Pivot Table¶
General¶
Let’s begin by importing VerticaPy.
import verticapy as vp
Let’s also import numpy to create a random dataset.
import numpy as np
Let’s generate a dataset using the following data.
N = 100 # Number of records
data = vp.vDataFrame({
"category1": [np.random.choice(['A','B','C']) for _ in range(N)],
"category2": [np.random.choice(['D','E']) for _ in range(N)],
"score1": np.random.normal(10, 2, N),
"score2": np.random.normal(5, 1.5, N),
})
In the context of data visualization, we have the flexibility to harness multiple plotting libraries to craft a wide range of graphical representations. VerticaPy, as a versatile tool, provides support for several graphic libraries, such as Matplotlib, Highcharts, and Plotly. Each of these libraries offers unique features and capabilities, allowing us to choose the most suitable one for our specific data visualization needs.

Note
To select the desired plotting library, we simply need to use the set_option function. VerticaPy offers the flexibility to smoothly transition between different plotting libraries. In instances where a particular graphic is not supported by the chosen library or is not supported within the VerticaPy framework, the tool will automatically generate a warning and then switch to an alternative library where the graphic can be created.

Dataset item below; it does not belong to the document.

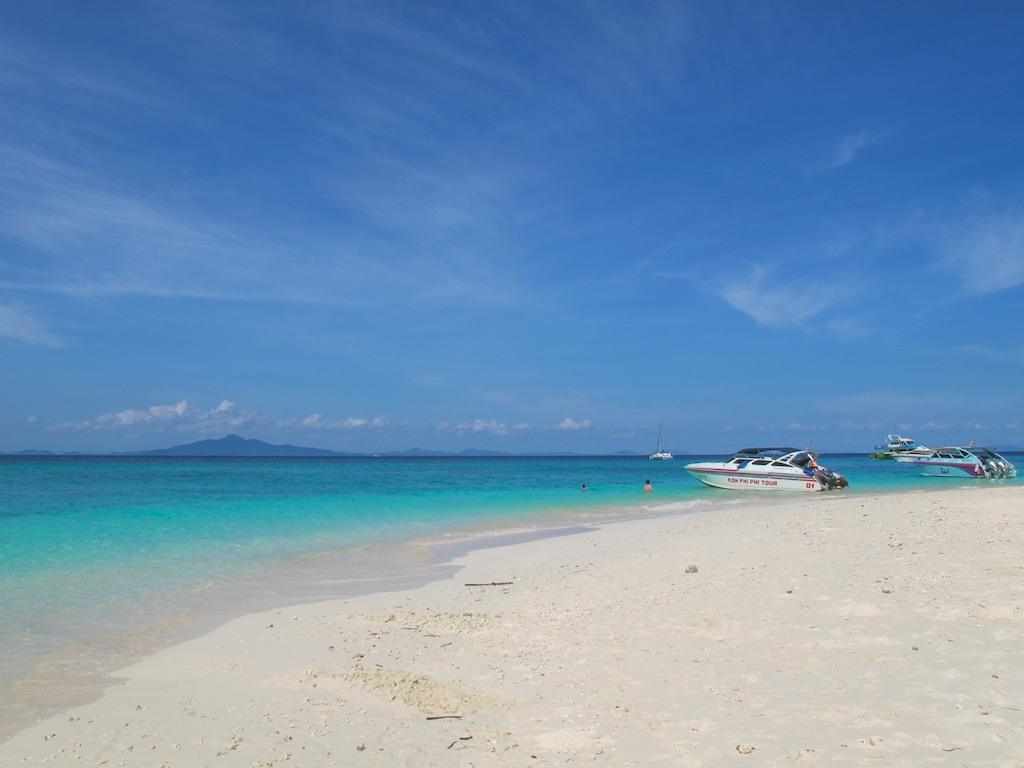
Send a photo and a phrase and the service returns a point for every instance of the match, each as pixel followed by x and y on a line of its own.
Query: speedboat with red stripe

Please click on the tabs to view the various graphics generated by the different plotting libraries.
We can switch to using the plotly module.
vp.set_option("plotting_lib", "plotly")
VerticaPy has the capability to calculate comprehensive pivot tables and can also automatically discretize and group numerical features, simplifying the data analysis process.
data.pivot_table(columns = ["category1", "category2"])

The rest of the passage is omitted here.